Dobry wieczór Wszystkim.
Po Paryżu, Rzymie i Barcelonie-Londyn był dla nas następnem w kolejce ważnym europejskim miastem. Zwiedzanie miast to ciężka praca, nieporównywalna do oglądania plenerów; nawet jeżeli się korzysta z komunikacji, wieczorem nogi wchodzą w tyłek.
Z Wrocławia do Stansted Ryanair lata o bardzo przyzwoitych godzinach (wylot rano, powrót wieczorem), czyli nawet bez noclegu można skoczyć na piwo
My 3 miesiące wcześniej zarezerwowaliśmy 4 noclegi w Ibis Styles London Leyton . Hotel wystarczająco dobry, ze śniadaniem, zlokalizowany w trzeciej strefie metra, co oznaczało około 50 min. do centrum autobusem i metrem. Ale coś za coś, płaciliśmy 50Ł /dobę, cena w ścisłym centrum była by 4x wyższa.
Lecieliśmy w 3 pary; oprócz nas, mój brat z żoną i para naszych wspólnych znajomych. W ciągu dnia nie zawsze chodziliśmy razem, ale wieczorem w pubie w towarzystwie było weselej.

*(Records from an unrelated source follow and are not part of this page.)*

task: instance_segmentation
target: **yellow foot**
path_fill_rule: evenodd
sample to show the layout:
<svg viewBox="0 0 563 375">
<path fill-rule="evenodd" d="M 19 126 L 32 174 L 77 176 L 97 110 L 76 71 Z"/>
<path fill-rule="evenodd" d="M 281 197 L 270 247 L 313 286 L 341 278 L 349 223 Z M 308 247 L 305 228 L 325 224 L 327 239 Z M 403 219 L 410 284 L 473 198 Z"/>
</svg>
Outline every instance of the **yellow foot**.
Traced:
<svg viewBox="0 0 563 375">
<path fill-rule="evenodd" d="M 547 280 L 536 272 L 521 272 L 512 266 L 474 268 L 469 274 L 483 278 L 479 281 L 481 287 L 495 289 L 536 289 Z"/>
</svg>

Przed wyjazdem przeczytałam mnóstwo relacji i dobrych rad. Nie udało się oczywiście zrealizować wszystkiego, ale priorytety zostały zachowane. Najbardziej bałam się deszczu, który pokrzyżuje nam plany. O dziwo, na 5 dni pobytu padało tylko po południu pierwszego dnia.
Punkty programu, na których mnie najbardziej zależało:
1. Statkiem po Tamizie popłynąć do Greenwich i rozkraczyć się na południku 0.
2. Obejrzeć musical w jednym z londyńskich teatrów.
3. Zjeść fish & chips na gazecie.
4. Zwiedzić centrum historyczne, raczej z zewnątrz, wnętrza wtedy jeżeli będzie lało.
5. Wieczorem posiedzieć w pubie przy piwie.
6. Zobaczyć na własne oczy kilka znanych dzieł w Galerii Narodowej i w Muzeum Brytyjskim.
7. Pojeździć czerwonym, piętrowym autobusem.
8. Odwiedzić chociaż jedno targowisko, najlepiej Camden Town, do którego można popłynąć barką.
9. Pospacerować po Hyde Parku i jakiejś dzielnicy bogatych londyńczyków.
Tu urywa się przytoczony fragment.